Editorial - (2021) Volume 11, Issue 11
Received: 10-Nov-2021
Published:
20-Nov-2021
, DOI: 10.37421/2155-9538.2021.11.272
Citation: Kumar, Milton. “Microfluidics for Bioengineering of Phytoplankton.” J Bioengineer & Biomedical Sci 11(2021): 272.
Copyright: Kumar M. This is an open-access article distributed under the terms of the Creative Commons Attribution License, which permits unrestricted use, distribution, and reproduction in any medium, provided the original author and source are credited.
Microalgae's position as a renewable and sustainable feedstock for biofuel, smart nutrition, biopharmaceutical, cosmeceutical, biosensing, and space technologies has expanded. They gather useful biological substances, such as pigments and carotenoids, from protein, carbohydrate, and lipid groups. Microalgal biomass, which can be used for multivalorization in biorefineries, can be used to make a variety of biofuels as well as other highvalue biotechnological products. To optimise yield, quality, and the economic aspects of both upstream and downstream operations, state-of-the-art technologies are necessary. Because of their microscale sizes and dilute cultures, microalgae require microfluidic-based devices for both fundamental research and industrial applications.
Microfluidics-based devices outperform their competitors because they can sort and analyse small amounts of samples (nanoliter to picoliter) with higher sensitivity. We look at how microfluidic technology are being used in microalgal processes like cell sorting, cultivation, and harvesting, as well as biofuels, biosensing, medicine delivery, and nutrition. Microalgae have shown to be capable of producing high-quality renewable biofuel feedstocks and other high-value compounds. However, major advancements in microalgal biology and strain development, as well as downstream processing, are necessary to make microalgae-derived biofuels and bioproducts economically viable. The majority of microalgal research methodologies are based on traditional cell culture and cell handling equipment, which are bulky, labor-intensive, timeconsuming, and throughput-limited. Microfluidic lab-on-a-chip devices can help enhance microalgal biofuel and bioproduction research by providing high accuracy and high efficiency cell/reagent handling capabilities, allowing for high-throughput experiments in a cost-effective and time-efficient manner.
Recent advances in the development and application of microfluidic lab-on-a-chip systems for microalgal biotechnology, particularly microalgaebased biofuels, are discussed here, including microsystems for single-cell resolution high-throughput cell identification and separation, highly efficient cell transformation, high-throughput parallel cell cultivation, cell harvesting, and cell analysis applications. At the conclusion, several microfluidic applications such as microalgae-based fuel cells and microalgae-based biosensing platforms are discussed. Finally, we discuss potential approaches for using microfluidic lab on-a-chip devices to solve present hurdles and improve the current state of microalgal biotechnology.
In a bio-based industry that is concerned about high productivity in a certain high-value product, the most prolific microalgae species and suited conditions should be chosen to maximise the production of specified chemicals. The earliest investigations of microfluidic techniques for microalgae intended to investigate the properties of different strains and create microscale bioreactors in order to obtain the best strains and conditions. To produce microalgae and analyse their growth at the microscale, a variety of microfluidic screening platforms have been developed.

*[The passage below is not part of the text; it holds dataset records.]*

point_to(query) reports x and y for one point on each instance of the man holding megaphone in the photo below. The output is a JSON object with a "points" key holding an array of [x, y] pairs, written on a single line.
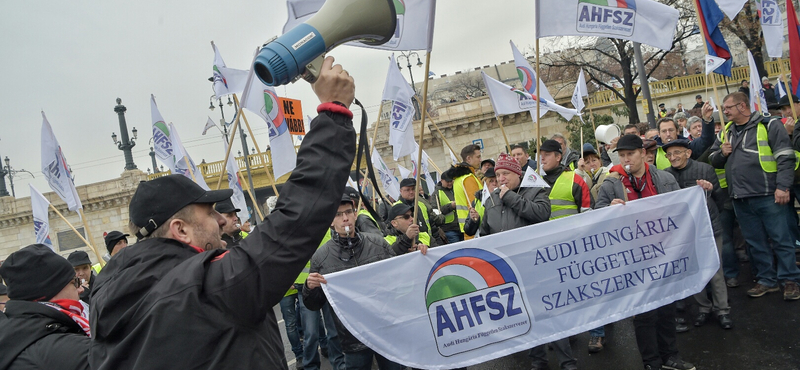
{"points": [[179, 299]]}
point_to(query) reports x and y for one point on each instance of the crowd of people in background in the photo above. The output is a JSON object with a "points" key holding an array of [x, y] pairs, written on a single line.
{"points": [[198, 288]]}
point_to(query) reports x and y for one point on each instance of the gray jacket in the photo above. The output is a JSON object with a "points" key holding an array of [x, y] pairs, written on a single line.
{"points": [[613, 188], [518, 208], [326, 260], [743, 171]]}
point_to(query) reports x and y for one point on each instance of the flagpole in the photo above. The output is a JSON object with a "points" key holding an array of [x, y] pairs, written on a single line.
{"points": [[500, 123], [422, 133], [789, 93], [538, 114], [88, 233], [713, 78], [255, 143]]}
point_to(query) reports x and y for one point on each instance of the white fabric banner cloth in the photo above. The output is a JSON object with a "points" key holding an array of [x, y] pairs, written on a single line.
{"points": [[41, 219], [56, 170], [414, 29], [481, 299], [644, 21]]}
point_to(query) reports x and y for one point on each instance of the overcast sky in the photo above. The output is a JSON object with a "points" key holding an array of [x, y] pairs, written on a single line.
{"points": [[73, 59]]}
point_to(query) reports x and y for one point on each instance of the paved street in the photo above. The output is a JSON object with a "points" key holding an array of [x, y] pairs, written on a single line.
{"points": [[766, 335]]}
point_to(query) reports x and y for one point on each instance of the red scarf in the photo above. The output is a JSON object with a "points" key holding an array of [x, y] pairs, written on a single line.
{"points": [[76, 310]]}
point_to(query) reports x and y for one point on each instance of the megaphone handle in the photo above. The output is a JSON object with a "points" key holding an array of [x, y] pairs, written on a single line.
{"points": [[313, 69]]}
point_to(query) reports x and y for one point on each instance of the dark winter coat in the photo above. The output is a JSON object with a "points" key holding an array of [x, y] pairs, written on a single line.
{"points": [[37, 337], [164, 305]]}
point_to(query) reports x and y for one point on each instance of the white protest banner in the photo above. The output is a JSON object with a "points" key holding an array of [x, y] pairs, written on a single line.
{"points": [[41, 220], [644, 21], [414, 29], [477, 300], [532, 179]]}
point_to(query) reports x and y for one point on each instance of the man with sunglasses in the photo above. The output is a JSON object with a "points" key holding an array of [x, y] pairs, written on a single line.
{"points": [[47, 326], [347, 249], [759, 163]]}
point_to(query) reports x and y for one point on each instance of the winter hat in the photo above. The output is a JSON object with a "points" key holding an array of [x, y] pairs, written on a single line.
{"points": [[36, 273], [507, 162]]}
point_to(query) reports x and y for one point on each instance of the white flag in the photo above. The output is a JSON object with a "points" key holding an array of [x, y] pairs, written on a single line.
{"points": [[388, 181], [779, 88], [453, 157], [41, 220], [713, 63], [401, 129], [508, 100], [425, 173], [731, 7], [263, 101], [532, 179], [404, 172], [644, 21], [414, 23], [234, 182], [226, 80], [771, 26], [758, 103], [209, 124], [184, 164], [579, 93], [56, 170], [162, 144]]}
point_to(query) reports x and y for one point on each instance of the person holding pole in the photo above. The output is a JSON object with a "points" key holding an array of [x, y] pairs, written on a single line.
{"points": [[213, 307]]}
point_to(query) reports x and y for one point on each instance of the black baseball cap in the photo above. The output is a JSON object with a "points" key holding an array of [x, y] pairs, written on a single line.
{"points": [[398, 210], [155, 201], [408, 182], [226, 206], [112, 238], [551, 146], [678, 142], [629, 142], [79, 258]]}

Microalgae, unlike other commonly studied biological cells like mammalian and bacterial cells, are usually planktonic rather than attached unless an appropriate habitat is given. Because microalgae are non-adhesive cells that are driven by streams, it is important to trap them in microdevices in order to investigate them at the cell level or to follow the same population during a continuous media flow. Mechanical traps, droplets, and microchambers are the three types of microscale or microfluidic bioreactors that can be categorised depending on their architecture. Microstructures constructed in flow channels to keep cells are called mechanical traps; droplet systems trap cells in water droplets surrounded by hydrophobic solvents are called droplet systems; and microchambers are microreactors in which cells are free in an enclosed environment.
Microfluidic droplets
The use of microfluidic droplets allows single or many cells to be enclosed in their own environment, simulating batch culture conditions. Droplets also make cell sorting simple and enable for high throughput. Microfluidic droplets have been used in a variety of studies, including microbial and mammalian cell culture, chemical processes, and protein crystallisation.
Microchamber
Microchambers are miniaturised photobioreactors that are used to develop a cell population. Culture scale is often bigger than earlier microfluidic devices, allowing for biomass-based analysis and results that are closer to bulk culture conditions.